The case of the political history being shaped by geographical features are not unique to Manipur, Nagaland and Mizoram. Expressions like “geo-political” and “geo-strategic” point to the role of geographical consideration in diplomacy and political manoeuvre of the states. A classic example of how politics and political development implicate geographical element is the emergence of Bangladesh —physical separation between the erstwhile “East Pakistan” and the “West Pakistan” being a crucial factor.

Topographical aspects also mediate economic forms of life and economy of the states. The role of having access to the sea in the development of economy of a place and the different kinds of agricultural practices being determined by the topographical features are well known. Similarly, social and cultural geographers remind us that topography has a role in shaping the social life and cultural practices of people in a given geographical space. It is these aspects of geographical mediations that set up the condition for the emergence of “state” in this part of the world.

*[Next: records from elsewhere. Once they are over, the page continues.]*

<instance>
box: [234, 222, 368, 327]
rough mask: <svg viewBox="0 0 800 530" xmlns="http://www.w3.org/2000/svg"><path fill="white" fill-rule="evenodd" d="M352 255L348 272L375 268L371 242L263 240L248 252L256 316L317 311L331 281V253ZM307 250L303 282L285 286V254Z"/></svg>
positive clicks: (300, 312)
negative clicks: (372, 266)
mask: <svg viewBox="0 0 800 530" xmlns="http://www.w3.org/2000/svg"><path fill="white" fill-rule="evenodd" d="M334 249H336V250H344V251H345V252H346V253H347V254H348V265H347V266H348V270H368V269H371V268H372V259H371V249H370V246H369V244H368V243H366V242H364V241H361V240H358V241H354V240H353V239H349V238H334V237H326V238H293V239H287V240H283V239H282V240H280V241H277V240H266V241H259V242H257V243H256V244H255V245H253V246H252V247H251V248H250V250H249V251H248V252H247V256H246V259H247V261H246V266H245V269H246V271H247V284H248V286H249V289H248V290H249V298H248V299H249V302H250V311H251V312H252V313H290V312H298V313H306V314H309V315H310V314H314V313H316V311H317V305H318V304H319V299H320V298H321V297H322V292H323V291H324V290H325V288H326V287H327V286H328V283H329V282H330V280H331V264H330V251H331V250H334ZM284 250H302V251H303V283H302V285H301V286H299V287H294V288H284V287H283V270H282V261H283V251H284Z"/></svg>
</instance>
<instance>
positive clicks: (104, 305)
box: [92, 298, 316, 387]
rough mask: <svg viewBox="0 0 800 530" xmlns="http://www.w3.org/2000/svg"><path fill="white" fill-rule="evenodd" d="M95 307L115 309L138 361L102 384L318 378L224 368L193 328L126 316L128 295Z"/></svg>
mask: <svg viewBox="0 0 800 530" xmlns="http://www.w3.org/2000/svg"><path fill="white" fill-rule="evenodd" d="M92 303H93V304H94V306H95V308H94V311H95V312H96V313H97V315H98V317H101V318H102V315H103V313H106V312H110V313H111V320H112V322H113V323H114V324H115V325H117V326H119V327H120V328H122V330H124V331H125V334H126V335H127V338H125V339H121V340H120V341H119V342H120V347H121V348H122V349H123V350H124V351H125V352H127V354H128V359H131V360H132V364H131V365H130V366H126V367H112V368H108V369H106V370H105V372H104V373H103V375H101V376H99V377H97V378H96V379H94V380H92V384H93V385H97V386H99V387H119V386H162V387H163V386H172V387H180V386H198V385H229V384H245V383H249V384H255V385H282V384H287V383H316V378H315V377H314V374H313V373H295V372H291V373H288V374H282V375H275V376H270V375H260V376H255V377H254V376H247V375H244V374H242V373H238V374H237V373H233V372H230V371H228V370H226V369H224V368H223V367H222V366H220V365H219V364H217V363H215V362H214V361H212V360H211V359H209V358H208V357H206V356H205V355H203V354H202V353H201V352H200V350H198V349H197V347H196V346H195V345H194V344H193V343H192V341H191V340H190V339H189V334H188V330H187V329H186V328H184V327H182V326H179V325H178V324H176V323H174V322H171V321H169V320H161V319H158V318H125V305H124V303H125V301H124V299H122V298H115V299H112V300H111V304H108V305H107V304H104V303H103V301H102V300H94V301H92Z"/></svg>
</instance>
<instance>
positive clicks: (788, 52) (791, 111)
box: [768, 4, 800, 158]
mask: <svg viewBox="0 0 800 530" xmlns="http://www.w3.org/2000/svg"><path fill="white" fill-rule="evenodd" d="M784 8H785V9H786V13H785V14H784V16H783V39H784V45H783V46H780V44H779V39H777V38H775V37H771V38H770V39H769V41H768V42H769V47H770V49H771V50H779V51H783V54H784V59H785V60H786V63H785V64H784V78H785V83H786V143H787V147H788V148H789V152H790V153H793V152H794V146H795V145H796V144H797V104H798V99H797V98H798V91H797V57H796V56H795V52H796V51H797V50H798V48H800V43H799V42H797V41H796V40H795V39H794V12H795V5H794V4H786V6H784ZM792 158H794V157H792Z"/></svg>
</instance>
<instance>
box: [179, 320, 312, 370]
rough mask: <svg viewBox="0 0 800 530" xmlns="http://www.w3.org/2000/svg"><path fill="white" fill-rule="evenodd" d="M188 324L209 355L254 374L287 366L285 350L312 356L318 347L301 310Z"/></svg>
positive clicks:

In short, the topography which characterizes the “organic integrity” of the present day state of Manipur shapes its territoriality.

However, this does not mean that the trajectory of this territoriality is unidimensional or fixed across historical periods. That the state is plagued by divisive tendencies today itself is a reminder of that truth. Other elements and forces (e.g., colonial encounter) do impinge on it to give its form, substance and direction. Nonetheless, there is an intelligible topographical condition, and forms of life shaped by the same, that holds and drives the evolution of Manipur as a “state”.